Ezan sesi ile zil sesi arasına sıkıştık.
Öyle ki ilk saat fen dersinde Darvinin evrim teorisini, ikinci saatte din dersinde Hz Adem’i okuduk.
“Sokakta, pazarda bundan kelli Türkçe konuşulacak!” diyen Karaman oğlu Mehmet Bey’den iki adım önden giderek evde ahırda sokakta Kürtçe konuşanların isimlerini yazıp öğretmenlere dövdürdük. Sonra, kalbini omo veya tursil ile temiz tutan terku-selatlar ile abdestli gezip riba yiyen hırsızlar arasından tercih etmeye zorlandık.

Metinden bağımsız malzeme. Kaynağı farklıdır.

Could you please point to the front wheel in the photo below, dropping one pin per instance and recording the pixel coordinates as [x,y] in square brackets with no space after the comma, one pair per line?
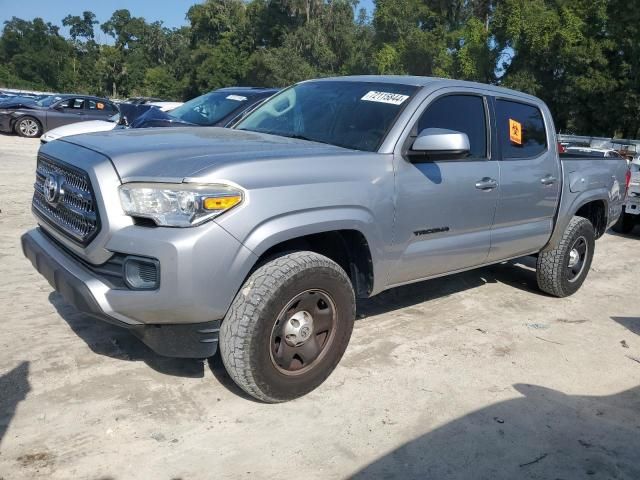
[288,326]
[28,127]
[561,271]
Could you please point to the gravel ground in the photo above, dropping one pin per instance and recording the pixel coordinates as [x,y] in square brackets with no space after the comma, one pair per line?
[474,376]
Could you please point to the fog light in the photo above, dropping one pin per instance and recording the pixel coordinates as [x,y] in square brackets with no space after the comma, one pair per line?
[141,273]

Ya sağcı olduk, ya solcu. Ortanca olamadık. Ya Kürt olduk ya Türk, insan olamadık. Ya Alevi olduk ya Sünni bir türlü Mevlana olamadık.
Mecbur olduk sevmediklerimize. Mecbur olduk böyle kıytırık yaşamaya.
Biz bir türlü kendimiz olamadık.
Ya din tacirlerine mürit, ya yunan muhacirlerine ensar.
Bir türlü biz olamadık.
Eh, yaşamaksa eğer!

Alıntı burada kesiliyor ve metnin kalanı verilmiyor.